The solutions provided in step a) containing lithium hexafluorophosphate, fluoride and a first organic solvent typically have a content of lithium hexafluorophosphate of 0.1 to 50.0 wt .-%, preferably 1, 0 to 45.0 wt .-%, more preferably from 5.0 to 40.0 wt .-%, whereby they can be further processed in particular to electrochemical storage devices suitable electrolytes. Possibilities for the preparation of the lithium hexafluorophosphate used in the solutions in step a) are known to the person skilled in the art. For example, lithium hexafluorophosphate can be prepared by reacting phosphorus pentafluond and lithium fluoride in diethyl ether. Phosphorus pentafluond can in turn be obtained, for example, by reaction of calcium fluoride with phosphorus pentachloride.
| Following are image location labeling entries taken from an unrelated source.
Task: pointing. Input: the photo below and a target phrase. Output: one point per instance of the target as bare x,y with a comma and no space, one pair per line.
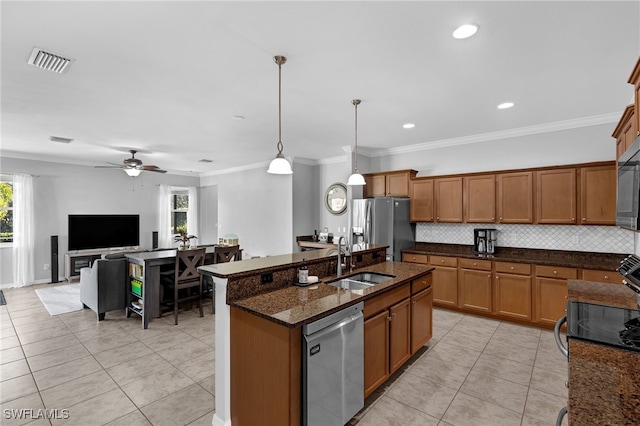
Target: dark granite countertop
293,306
572,259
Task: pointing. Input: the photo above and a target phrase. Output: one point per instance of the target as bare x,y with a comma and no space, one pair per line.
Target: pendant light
280,165
356,179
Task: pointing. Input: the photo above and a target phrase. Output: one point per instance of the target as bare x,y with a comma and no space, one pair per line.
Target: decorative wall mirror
335,199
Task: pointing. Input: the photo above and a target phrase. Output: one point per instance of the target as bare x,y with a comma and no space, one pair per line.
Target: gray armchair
103,287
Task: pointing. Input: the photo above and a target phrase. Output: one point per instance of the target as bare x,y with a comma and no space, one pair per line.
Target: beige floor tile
181,407
409,390
135,418
100,409
17,387
138,368
53,376
153,387
387,411
11,370
543,406
57,357
504,368
122,354
496,390
466,410
11,355
75,391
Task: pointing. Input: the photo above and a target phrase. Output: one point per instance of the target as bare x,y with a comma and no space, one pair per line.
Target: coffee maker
484,240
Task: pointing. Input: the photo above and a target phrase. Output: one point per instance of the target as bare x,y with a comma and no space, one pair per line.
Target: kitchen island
259,316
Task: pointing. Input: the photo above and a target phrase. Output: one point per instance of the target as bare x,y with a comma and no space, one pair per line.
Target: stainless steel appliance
628,202
383,220
333,368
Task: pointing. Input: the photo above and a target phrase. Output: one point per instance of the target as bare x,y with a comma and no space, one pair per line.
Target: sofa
103,286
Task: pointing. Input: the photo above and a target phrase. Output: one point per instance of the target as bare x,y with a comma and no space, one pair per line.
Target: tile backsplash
601,239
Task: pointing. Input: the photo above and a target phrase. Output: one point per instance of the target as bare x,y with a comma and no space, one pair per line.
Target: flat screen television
98,231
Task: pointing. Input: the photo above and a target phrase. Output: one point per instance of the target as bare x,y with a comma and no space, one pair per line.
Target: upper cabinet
597,195
556,196
480,199
515,197
388,184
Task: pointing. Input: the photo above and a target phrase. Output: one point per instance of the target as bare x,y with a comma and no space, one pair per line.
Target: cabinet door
421,319
445,286
399,334
550,300
448,193
397,185
376,351
375,186
474,290
421,205
515,197
598,195
512,296
556,196
480,199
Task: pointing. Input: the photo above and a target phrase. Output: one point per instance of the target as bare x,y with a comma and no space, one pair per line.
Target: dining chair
187,281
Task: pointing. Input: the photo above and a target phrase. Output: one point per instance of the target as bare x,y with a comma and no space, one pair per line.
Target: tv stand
74,261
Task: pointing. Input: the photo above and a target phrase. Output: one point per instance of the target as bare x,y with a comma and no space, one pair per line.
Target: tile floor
474,371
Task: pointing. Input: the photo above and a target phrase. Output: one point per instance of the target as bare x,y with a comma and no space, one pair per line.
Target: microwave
628,197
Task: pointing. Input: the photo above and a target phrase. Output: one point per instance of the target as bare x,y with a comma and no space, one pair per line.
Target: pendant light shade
356,179
280,165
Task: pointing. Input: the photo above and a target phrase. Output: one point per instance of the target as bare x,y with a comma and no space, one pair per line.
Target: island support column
222,366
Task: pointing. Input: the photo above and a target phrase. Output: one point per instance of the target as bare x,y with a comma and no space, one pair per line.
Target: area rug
61,299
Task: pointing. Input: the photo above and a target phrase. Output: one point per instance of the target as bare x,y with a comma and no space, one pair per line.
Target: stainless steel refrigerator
385,221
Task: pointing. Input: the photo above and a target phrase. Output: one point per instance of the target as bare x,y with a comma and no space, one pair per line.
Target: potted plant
184,240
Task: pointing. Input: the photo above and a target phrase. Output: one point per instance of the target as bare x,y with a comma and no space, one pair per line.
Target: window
6,210
179,210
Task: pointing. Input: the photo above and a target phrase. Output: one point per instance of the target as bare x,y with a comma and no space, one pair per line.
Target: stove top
609,325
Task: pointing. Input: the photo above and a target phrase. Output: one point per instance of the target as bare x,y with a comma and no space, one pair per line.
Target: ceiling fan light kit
280,165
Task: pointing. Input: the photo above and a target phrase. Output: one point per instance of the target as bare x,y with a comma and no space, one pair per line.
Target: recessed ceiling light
465,31
505,105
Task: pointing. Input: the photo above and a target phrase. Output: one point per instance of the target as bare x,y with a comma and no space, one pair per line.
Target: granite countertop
572,259
293,306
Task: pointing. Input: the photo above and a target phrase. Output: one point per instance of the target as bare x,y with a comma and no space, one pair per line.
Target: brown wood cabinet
445,280
556,196
474,285
421,205
448,199
550,292
388,184
515,197
512,290
597,195
480,199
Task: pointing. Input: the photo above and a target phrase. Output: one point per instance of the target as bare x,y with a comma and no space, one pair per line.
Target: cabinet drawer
385,300
556,272
601,276
415,258
443,261
513,268
421,283
483,265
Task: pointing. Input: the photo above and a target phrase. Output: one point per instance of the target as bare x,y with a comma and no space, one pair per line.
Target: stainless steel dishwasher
333,368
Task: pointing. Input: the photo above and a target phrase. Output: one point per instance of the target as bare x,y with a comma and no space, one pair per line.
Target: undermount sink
361,280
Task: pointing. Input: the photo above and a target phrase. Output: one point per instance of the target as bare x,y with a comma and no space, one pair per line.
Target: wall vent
59,139
49,61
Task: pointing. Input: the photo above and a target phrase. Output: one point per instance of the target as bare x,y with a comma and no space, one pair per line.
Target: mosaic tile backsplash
601,239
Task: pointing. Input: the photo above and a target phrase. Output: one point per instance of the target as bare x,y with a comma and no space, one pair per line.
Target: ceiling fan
133,166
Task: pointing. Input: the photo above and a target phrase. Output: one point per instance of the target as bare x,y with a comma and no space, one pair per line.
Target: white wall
63,189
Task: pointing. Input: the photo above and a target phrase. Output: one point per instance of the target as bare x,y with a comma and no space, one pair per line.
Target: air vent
58,139
49,61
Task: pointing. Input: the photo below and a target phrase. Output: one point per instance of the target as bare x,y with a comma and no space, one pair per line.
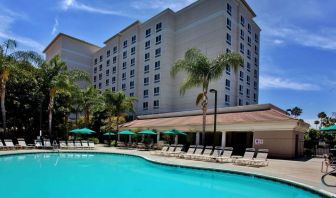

The solutions provided in step a) comprising lithium hexafluorophosphate, fluoride and a first organic solvent can be provided in alternative forms, for example by:

Variant a: Obtaining lithium hexafluorophosphate and fluoride in a first organic solvent from a manufacturing process

Variant b: Addition of solid, fluoride-containing lithium hexafluorophosphate to a first organic solvent

Variant c: addition of a first organic solvent to solid, fluoride-containing variant d: provision of, for example, commercially available electrolytes. Variant e: Dissolution of solid lithium hexafluorophosphate in water-containing first organic solvent In the above embodiments, the fluoride is typically derived from the manufacturing process as well as from the hydrolytic decomposition of lithium hexafluorophosphate by traces of adherent water.

The solutions provided in step a), comprising lithium hexafluorophosphate, fluoride and a first organic solvent, typically have a fluoride content of from 500 to 10,000 ppm, preferably from 800 to 6,000 ppm. By fluoride content is meant the amount of fluoride which can be determined by ion chromatography as the sum of dissolved fluorides and hydrogen fluoride. The detailed implementation of the process can be found in the examples of this invention. Unless otherwise stated, the ppm data reported herein are generally by weight, and the contents of said cations and anions are determined by ion chromatography as indicated in the experimental section unless otherwise specified.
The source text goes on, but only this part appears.